7番の山井先輩が初球のスライダーをしっかり振り抜き三遊間を抜けるヒットになった。
続く吉岡先輩には全球ストレート勝負。4球目を打ち上げてしまいサードがキャッチする。
赤座先輩にもストレート主体のピッチング。3球目のストレートを打つがボテボテのサードゴロ。転がった場所が良くピッチャーとサードがお見合いをして内野安打になった。これで1アウト1塁、2塁。
ここで絶好調の野田先輩が打席に入る。
初球のスライダーを見送り、2球目のカーブを打ちにいくも一塁線へのファールになる。3球目のスライダーを振り抜き人で捉え、打球はセンター方向へ転がっていく。しかしあらかじめセカンドベースよりに守っていたショートの守備に阻まれ、6-6-3のダブルプレーになってしまった。
6回裏の守備。
9番バッターを三振に切って取ったものの、1番、2番に連続ツーベースヒットを浴びて1点返されてしまう。

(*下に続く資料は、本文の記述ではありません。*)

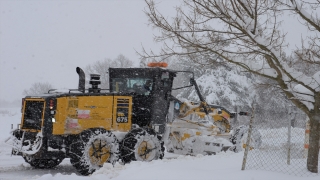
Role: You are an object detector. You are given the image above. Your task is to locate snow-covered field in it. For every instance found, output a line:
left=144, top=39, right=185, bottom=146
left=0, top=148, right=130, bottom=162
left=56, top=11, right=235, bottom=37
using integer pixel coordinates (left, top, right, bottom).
left=0, top=108, right=320, bottom=180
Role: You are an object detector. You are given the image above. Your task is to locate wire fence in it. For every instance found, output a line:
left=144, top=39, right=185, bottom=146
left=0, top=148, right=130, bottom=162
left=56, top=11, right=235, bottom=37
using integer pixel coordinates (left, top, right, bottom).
left=240, top=103, right=320, bottom=176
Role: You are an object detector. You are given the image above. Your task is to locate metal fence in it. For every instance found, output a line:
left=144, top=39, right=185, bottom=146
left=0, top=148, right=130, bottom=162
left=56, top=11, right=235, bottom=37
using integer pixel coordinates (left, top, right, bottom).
left=243, top=107, right=320, bottom=176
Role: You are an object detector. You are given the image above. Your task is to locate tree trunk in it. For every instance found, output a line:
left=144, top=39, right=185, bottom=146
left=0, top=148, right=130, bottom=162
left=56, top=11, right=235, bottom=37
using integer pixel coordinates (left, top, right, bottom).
left=307, top=113, right=320, bottom=173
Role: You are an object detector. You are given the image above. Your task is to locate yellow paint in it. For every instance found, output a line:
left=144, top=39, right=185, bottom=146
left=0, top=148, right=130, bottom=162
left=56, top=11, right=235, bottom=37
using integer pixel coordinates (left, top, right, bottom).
left=88, top=139, right=111, bottom=166
left=21, top=98, right=46, bottom=132
left=52, top=96, right=132, bottom=135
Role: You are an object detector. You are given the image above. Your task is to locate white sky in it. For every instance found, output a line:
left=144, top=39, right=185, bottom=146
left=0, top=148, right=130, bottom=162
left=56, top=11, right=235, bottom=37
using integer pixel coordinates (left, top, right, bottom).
left=0, top=0, right=310, bottom=101
left=0, top=0, right=179, bottom=101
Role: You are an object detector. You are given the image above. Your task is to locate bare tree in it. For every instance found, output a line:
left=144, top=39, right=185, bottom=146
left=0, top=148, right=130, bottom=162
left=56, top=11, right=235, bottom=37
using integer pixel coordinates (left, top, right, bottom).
left=22, top=82, right=53, bottom=96
left=85, top=54, right=133, bottom=89
left=140, top=0, right=320, bottom=173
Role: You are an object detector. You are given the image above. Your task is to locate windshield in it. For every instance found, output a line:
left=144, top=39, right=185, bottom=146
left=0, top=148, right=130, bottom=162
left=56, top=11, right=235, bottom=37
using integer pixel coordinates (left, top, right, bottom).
left=111, top=78, right=153, bottom=95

3番バッターのセカンドゴロでランナーが3塁へ進んだ。
4番バッターへの3球目に投じたスライダーを引っ張られてショートの頭の上を越えそうな打球だったが、これを桜田先輩がジャンピングキャッチをした。追加点を与えないファインプレーだ。
試合は6回を終えて7対5でリードしているものの押され気味の展開が続く。球場全体も逆転劇を見たい、そんな雰囲気になりつつあった。